22 Jul

It has been a long process from my initial contact with our GP to ask if I could be referred for an ADHD assessment, following on from my sons diagnosis. I have waited a year and half to be assessed by NHS, with still no actual appointment coming anytime soon, as the waitlist is so long.

We decided to sacrifice a family holiday and pay for a private assessment, as the combination of peri menopause and undiagnosed ADHD was just making it almost impossible to function day to day.

Tik Tok has many people on there talking about ADHD and its almost like its become a trend, its spoke about as quirky and fun, yet few are talking about the reality of undiagnosed ADHD in adults. Yeah I get that we can be fun people to be around, this is likely due to the impulsive tendencies and the inability to apply foresight when making decisions, so we just go with the flow in the moment, never thinking about consequences.

Anyway, back to my assessment, it went well. I was not nearly as nervous as I had over thought about it being(yeah, impulsive and an over thinker...who knew you can be both simultaneously) I was instantly put at ease by the clinician taking my assessment, and felt heard and understood from the first few questions. I will talk about the various areas covered and how they affect me personally, in another post, as I'd like to explore them in more depth.

As I already knew, i have ADHD. I needed to hear how it affects me, being validated by professionals. I needed to hear that my struggles were real, and that I was not broken and lazy like I had told myself my whole adult life. 

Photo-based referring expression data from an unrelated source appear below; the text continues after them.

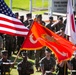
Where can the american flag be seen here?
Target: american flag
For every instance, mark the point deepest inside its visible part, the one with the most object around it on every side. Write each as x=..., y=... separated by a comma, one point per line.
x=8, y=22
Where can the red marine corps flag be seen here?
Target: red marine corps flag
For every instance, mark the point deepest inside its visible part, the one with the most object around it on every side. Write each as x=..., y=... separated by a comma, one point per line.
x=8, y=22
x=31, y=43
x=70, y=25
x=62, y=48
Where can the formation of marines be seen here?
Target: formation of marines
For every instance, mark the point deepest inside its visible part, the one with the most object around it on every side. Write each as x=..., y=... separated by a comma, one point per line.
x=45, y=61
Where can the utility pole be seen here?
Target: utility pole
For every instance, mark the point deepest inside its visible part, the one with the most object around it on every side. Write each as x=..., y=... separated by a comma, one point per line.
x=30, y=9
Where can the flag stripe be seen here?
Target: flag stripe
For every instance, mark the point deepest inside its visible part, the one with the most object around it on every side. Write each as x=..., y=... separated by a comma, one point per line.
x=7, y=30
x=9, y=19
x=72, y=21
x=13, y=28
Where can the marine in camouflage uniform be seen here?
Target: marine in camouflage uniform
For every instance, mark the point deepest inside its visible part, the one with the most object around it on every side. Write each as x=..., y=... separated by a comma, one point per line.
x=5, y=64
x=47, y=63
x=25, y=67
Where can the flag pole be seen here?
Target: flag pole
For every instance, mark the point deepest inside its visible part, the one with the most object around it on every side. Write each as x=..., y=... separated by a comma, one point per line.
x=16, y=57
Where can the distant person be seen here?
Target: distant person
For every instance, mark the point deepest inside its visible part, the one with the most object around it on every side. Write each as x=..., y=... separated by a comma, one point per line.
x=50, y=23
x=28, y=18
x=5, y=64
x=25, y=67
x=47, y=64
x=39, y=19
x=22, y=19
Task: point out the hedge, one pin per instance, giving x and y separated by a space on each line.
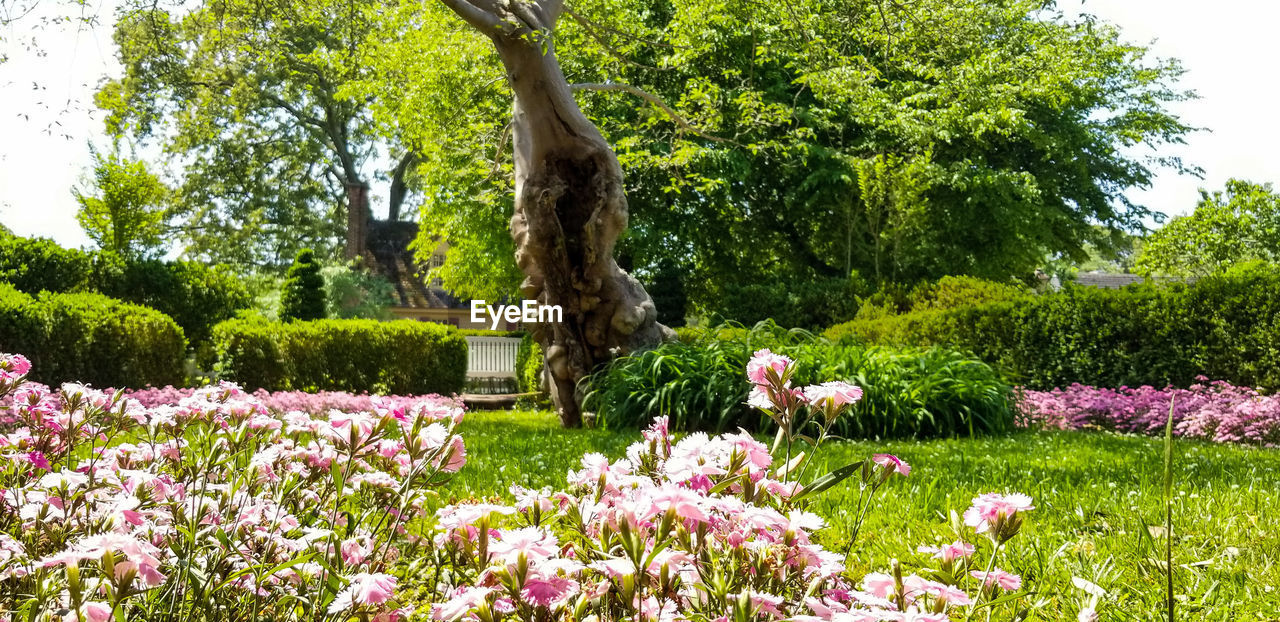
1224 326
392 357
91 338
702 385
196 296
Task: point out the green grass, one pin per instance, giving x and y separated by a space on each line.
1098 508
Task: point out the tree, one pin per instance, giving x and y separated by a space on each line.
900 141
304 295
247 99
126 211
1233 225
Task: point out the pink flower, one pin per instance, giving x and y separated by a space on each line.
996 513
1000 579
892 463
364 589
758 367
832 394
949 552
461 603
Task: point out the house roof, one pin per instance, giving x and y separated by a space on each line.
388 254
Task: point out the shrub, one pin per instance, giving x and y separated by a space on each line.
92 338
304 296
808 305
529 365
213 508
195 295
906 392
401 357
1224 326
1211 411
33 265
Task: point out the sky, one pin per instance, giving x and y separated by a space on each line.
48 119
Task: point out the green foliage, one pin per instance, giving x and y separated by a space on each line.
808 305
92 339
1083 483
124 213
903 140
355 293
304 296
1225 326
702 385
529 365
667 289
402 356
1228 227
39 264
193 295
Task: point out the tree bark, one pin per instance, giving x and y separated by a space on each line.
570 207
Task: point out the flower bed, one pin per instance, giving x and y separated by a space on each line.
218 507
1211 411
213 506
286 401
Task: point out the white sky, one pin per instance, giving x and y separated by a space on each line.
1226 46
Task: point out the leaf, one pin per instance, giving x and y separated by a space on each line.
828 480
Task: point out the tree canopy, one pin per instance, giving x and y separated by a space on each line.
126 210
1229 227
901 141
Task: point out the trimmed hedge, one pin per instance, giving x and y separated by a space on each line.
1224 326
392 357
91 338
196 296
702 385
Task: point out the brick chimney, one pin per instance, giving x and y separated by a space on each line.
357 219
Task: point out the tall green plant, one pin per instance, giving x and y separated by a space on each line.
699 385
304 296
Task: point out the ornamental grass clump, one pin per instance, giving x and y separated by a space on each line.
211 507
716 529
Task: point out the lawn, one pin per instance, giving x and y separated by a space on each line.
1098 512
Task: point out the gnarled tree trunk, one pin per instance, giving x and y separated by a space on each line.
570 206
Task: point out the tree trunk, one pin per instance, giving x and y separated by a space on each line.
570 210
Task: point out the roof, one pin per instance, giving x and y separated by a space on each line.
388 254
1116 280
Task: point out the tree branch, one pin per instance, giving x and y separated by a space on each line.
593 31
479 19
652 99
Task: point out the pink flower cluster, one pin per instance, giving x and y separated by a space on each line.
287 401
703 527
1214 411
214 502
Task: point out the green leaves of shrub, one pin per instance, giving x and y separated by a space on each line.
699 384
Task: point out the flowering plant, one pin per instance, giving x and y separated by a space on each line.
213 507
708 529
1214 411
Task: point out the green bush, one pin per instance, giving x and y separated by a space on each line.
529 365
401 357
37 265
195 295
92 339
304 296
702 385
1224 326
808 305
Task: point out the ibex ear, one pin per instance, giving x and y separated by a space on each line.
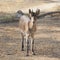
29 10
37 11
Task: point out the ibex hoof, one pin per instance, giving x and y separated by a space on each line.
27 55
22 50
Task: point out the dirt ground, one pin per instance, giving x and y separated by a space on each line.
47 40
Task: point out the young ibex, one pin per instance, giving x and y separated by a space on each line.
27 25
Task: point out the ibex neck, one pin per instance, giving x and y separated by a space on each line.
32 19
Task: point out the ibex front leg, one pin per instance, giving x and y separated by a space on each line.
22 43
27 45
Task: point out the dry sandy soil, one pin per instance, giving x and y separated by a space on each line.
47 40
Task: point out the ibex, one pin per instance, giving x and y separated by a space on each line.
28 26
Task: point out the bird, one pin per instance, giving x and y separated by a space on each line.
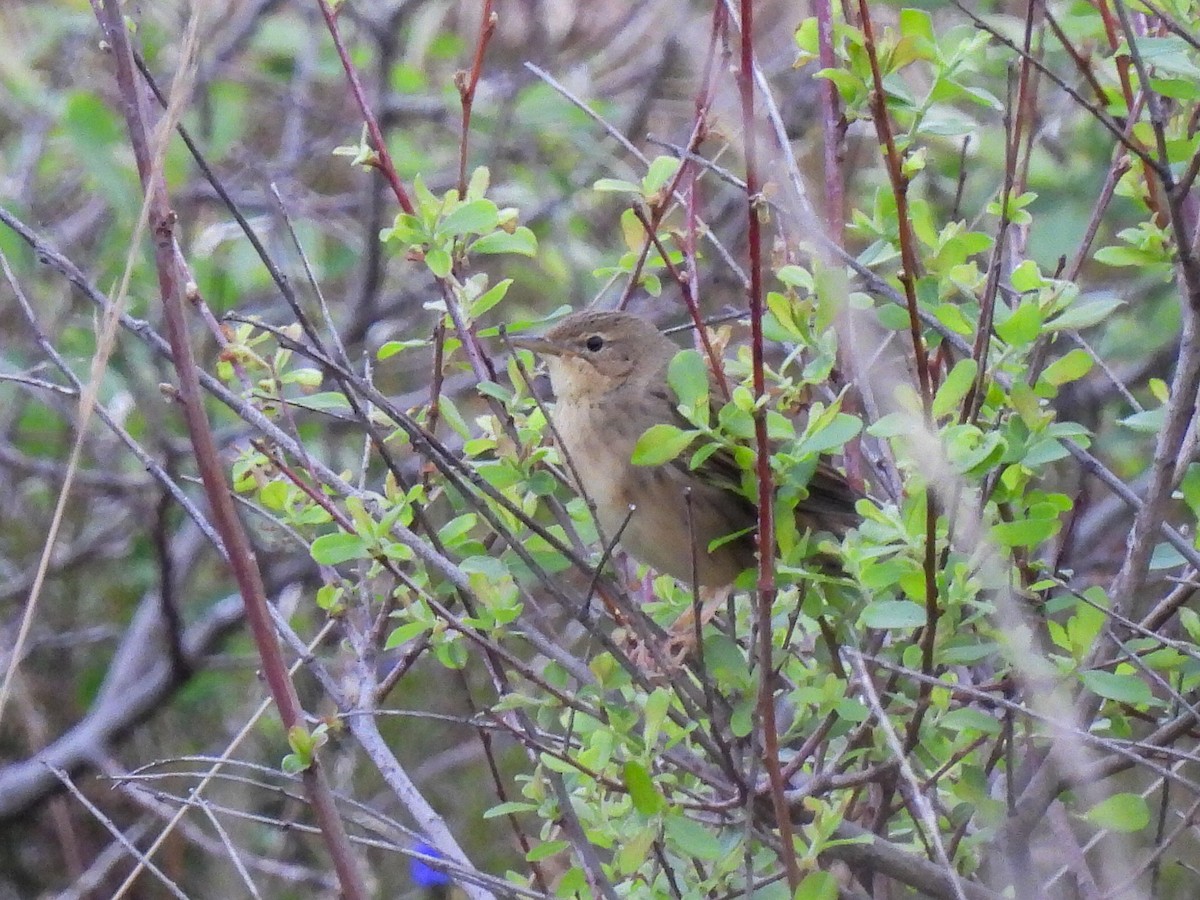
609 375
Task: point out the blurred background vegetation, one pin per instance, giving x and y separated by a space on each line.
269 106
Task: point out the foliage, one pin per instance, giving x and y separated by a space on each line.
984 312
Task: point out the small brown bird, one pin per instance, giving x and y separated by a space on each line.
609 371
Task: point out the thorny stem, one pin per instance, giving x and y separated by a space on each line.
766 490
225 516
466 83
909 280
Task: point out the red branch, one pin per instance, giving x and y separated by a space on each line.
766 490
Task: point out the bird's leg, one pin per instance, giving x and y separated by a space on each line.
683 634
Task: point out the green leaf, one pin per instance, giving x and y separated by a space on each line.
615 185
955 387
474 217
544 851
1024 533
323 401
1123 688
509 808
893 613
438 261
1149 421
1084 315
406 633
916 23
522 241
821 886
661 171
688 377
490 298
693 839
641 787
1068 369
1023 325
660 444
1122 813
339 547
832 436
1026 277
393 347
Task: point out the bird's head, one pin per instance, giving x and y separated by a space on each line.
593 353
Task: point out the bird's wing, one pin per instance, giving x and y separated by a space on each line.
831 499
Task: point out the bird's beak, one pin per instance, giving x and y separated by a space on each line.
539 345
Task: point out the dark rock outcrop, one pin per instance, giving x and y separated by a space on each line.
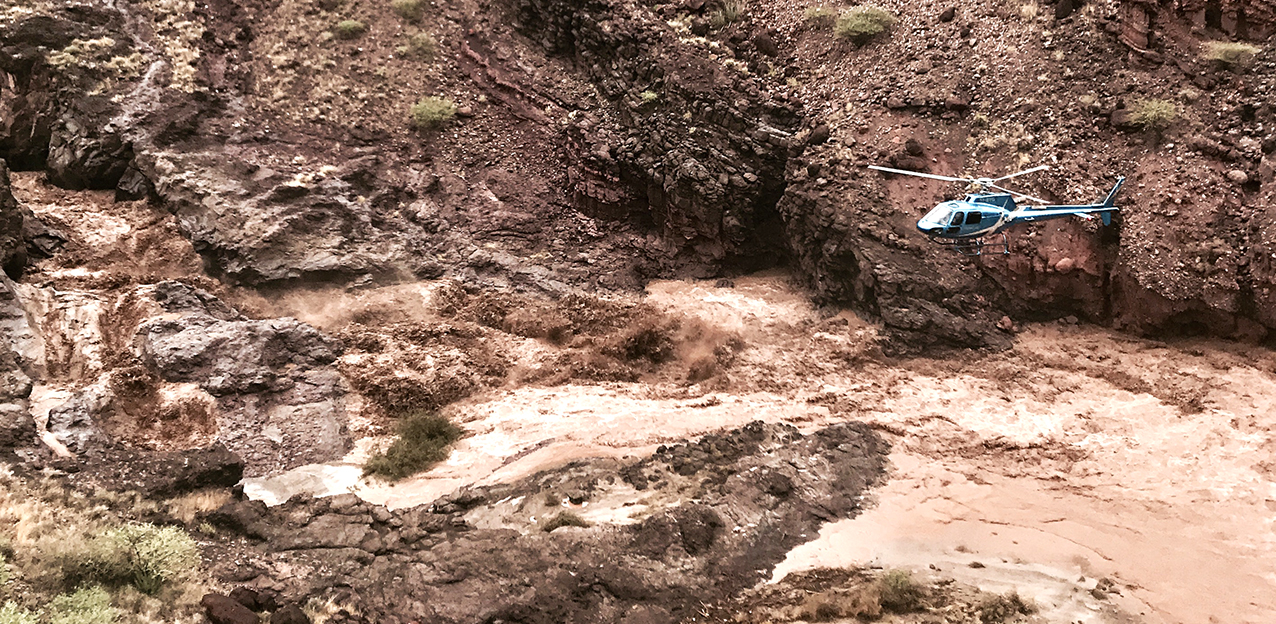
703 161
280 397
226 610
13 246
431 564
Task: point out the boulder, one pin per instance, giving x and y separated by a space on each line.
290 614
73 421
82 158
13 246
226 610
17 426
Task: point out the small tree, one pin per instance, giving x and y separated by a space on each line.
863 23
433 112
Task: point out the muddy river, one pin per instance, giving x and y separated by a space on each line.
1106 477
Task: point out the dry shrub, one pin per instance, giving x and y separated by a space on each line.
1230 54
350 29
1154 115
431 111
861 23
397 392
564 520
863 602
900 592
10 613
190 505
410 10
997 609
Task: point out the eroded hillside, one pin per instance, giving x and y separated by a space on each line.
703 365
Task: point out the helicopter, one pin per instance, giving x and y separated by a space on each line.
965 223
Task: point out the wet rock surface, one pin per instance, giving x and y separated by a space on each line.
752 494
280 398
675 147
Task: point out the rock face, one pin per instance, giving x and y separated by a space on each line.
54 118
17 426
280 398
13 246
701 149
448 564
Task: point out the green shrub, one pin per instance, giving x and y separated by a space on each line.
900 592
863 23
88 605
143 555
422 440
822 17
433 111
1230 54
13 614
348 29
410 10
1154 114
564 520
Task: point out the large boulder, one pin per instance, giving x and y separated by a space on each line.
282 402
13 248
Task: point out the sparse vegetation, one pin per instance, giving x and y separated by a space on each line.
422 440
730 13
350 29
87 605
433 112
900 591
410 10
140 555
564 520
1230 54
861 23
1154 115
997 609
420 46
14 614
821 17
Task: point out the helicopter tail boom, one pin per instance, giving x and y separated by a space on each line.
1112 197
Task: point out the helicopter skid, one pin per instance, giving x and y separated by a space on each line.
976 246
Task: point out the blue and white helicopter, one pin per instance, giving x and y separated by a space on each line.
964 223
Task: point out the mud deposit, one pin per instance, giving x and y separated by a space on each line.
1100 476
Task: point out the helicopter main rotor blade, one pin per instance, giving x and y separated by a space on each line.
1020 194
921 175
1034 170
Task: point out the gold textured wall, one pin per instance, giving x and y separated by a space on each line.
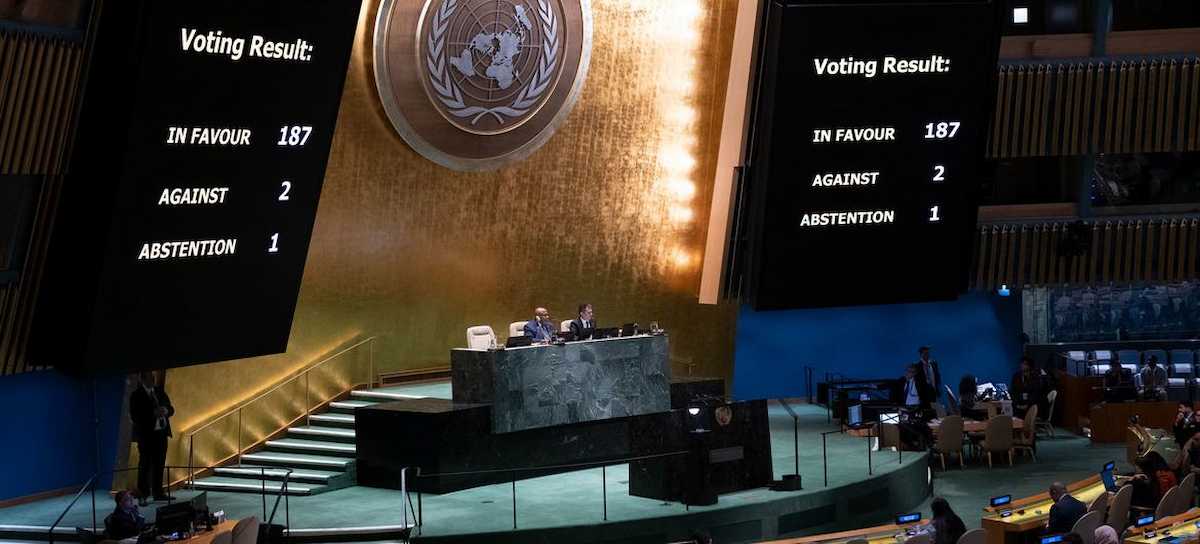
607 211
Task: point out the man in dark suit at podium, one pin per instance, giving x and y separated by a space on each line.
150 411
540 328
583 326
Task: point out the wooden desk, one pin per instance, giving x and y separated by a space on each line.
881 534
1182 525
1030 514
971 425
1110 419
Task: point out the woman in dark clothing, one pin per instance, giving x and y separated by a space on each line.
967 392
947 525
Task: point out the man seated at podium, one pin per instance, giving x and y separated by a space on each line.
541 328
583 326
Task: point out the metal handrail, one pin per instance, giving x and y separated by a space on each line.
307 411
87 485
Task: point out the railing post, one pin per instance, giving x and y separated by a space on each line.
604 490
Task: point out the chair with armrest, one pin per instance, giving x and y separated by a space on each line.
949 438
480 338
999 437
1119 509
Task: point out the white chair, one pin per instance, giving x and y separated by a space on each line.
976 536
480 338
1119 509
245 531
1086 526
1044 423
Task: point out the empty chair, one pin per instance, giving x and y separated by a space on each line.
1119 508
1167 504
999 437
1027 435
1086 526
245 531
480 338
1044 424
976 536
949 438
1101 503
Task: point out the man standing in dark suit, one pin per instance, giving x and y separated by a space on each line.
583 326
540 328
1066 509
929 378
150 411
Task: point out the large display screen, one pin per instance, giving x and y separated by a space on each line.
204 136
870 127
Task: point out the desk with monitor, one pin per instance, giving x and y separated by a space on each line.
1013 521
1185 526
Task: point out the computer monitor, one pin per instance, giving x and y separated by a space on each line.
1108 477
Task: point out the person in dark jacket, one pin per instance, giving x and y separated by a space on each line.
150 411
947 525
125 521
1066 509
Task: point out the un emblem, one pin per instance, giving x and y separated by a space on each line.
475 84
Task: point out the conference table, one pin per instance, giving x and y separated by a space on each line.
891 533
1181 526
1030 514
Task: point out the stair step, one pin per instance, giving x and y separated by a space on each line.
333 419
312 446
383 395
298 460
347 406
322 434
217 483
276 473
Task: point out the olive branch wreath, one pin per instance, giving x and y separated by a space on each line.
448 90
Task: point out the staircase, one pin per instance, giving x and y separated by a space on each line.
321 454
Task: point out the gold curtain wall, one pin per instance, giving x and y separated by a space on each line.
1119 106
605 213
1117 250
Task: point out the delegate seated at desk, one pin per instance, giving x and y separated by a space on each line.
583 326
541 327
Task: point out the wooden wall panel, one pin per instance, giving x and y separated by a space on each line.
1117 250
1075 108
39 79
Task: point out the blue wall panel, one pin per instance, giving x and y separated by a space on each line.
48 434
978 334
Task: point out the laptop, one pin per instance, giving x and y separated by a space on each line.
519 341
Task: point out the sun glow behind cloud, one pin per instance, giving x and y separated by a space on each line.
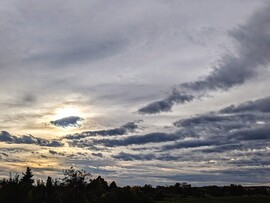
66 112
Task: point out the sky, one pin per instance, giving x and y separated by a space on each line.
139 92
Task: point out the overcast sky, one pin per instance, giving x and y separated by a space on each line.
146 91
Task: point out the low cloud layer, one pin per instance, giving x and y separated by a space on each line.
252 41
27 139
71 121
124 129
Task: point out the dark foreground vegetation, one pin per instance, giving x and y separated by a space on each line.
78 187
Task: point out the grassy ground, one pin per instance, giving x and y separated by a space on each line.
219 200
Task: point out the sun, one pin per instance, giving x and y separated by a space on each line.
67 111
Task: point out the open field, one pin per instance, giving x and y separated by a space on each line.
258 199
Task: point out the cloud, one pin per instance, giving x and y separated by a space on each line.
97 154
130 157
138 139
166 104
71 121
124 129
260 105
252 41
27 139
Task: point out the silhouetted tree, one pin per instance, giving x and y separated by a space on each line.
27 178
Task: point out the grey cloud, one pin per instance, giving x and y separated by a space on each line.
130 140
71 121
189 144
256 133
259 105
97 154
130 157
166 104
253 46
27 139
138 139
124 129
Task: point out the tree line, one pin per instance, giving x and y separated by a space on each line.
77 186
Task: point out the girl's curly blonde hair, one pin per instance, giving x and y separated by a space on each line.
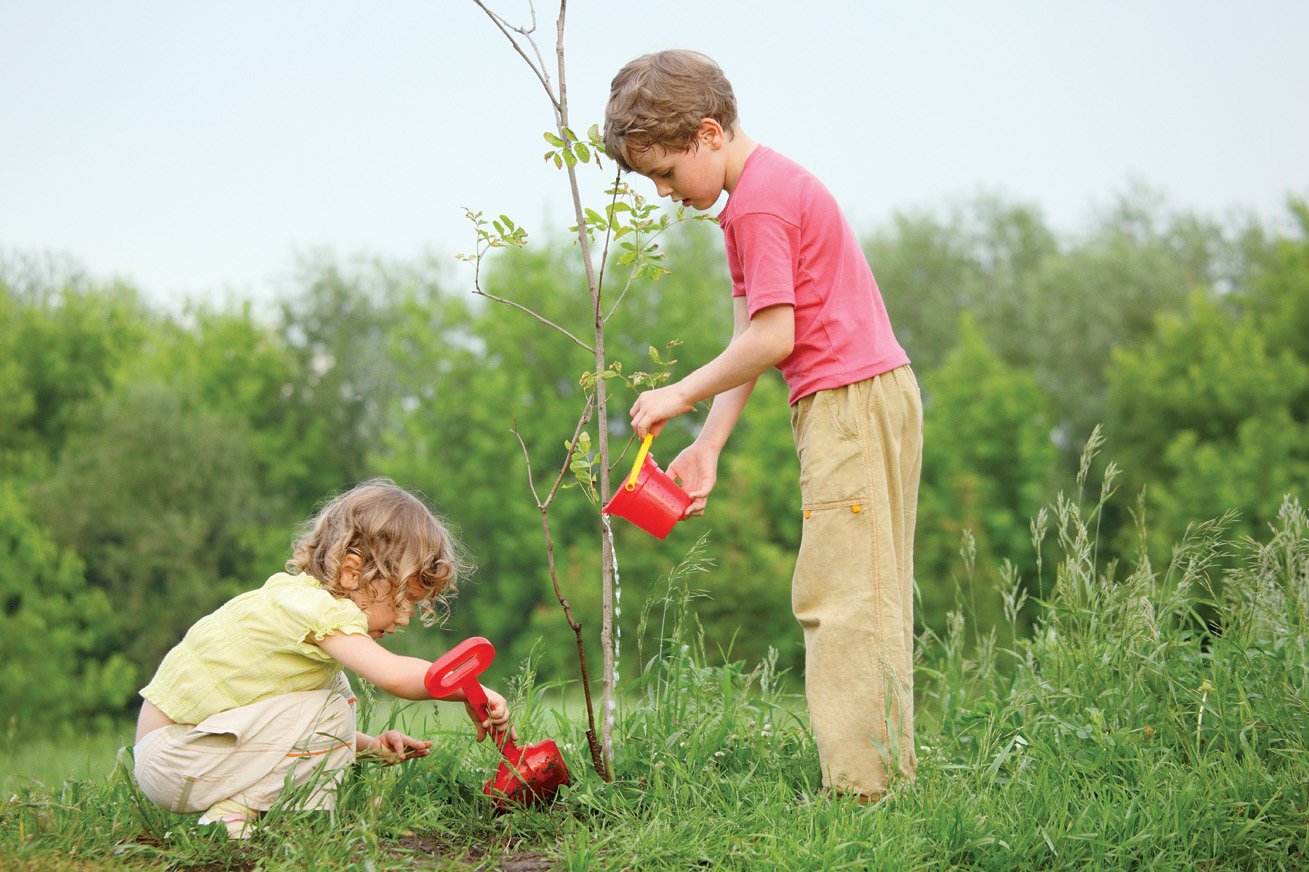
660 100
398 540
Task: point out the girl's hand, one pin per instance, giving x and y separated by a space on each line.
498 716
393 746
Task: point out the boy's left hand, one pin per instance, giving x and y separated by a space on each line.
656 406
394 746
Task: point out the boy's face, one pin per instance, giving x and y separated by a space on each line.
694 177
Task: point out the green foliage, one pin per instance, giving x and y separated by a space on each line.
54 627
1208 418
62 341
174 454
988 465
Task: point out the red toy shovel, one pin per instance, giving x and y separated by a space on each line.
528 774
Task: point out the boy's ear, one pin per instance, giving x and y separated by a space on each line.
348 575
711 134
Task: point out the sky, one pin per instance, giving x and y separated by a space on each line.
202 149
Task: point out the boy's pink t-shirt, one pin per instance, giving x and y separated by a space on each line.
788 242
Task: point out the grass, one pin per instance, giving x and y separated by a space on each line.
1148 720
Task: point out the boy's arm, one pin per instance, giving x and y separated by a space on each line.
758 345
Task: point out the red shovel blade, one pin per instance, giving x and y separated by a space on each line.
528 774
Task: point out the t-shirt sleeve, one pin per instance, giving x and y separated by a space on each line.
767 249
321 614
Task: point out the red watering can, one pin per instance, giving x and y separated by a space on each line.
526 775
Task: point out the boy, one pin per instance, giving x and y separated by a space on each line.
805 301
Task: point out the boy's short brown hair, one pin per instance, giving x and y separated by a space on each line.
660 100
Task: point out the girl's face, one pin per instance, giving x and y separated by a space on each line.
382 617
377 604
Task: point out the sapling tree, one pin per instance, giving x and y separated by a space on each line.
628 227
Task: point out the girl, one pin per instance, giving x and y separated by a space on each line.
254 697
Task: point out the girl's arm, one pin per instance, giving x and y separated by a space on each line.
390 746
403 676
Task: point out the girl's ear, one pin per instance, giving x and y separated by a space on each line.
350 568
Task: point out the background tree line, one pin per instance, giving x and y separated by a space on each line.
153 462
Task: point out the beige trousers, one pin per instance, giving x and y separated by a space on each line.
860 453
249 753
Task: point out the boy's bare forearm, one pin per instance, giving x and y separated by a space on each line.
762 345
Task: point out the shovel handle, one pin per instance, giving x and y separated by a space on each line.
458 669
640 458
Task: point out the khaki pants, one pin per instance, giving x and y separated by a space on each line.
248 753
860 453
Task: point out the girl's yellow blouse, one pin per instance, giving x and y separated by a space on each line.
254 647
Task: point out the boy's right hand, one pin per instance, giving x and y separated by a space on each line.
697 470
498 716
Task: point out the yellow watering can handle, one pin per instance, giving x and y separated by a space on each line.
640 458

I will also explore how I was as a child in another post, how we learn to mask behaviours and feelings. 

For now I am just happy to have a diagnosis that actually makes sense, and feels like that explains, what I have been trying to explain to GP's for the past 21 years of my life.

Medication is now the next thing to try, I have been prescribed many different medications in the past for depression, anxiety, pain...all of which didn't relieve the worst of my symptoms. I am hopeful that what I am about to start will support me in being, the best version of me.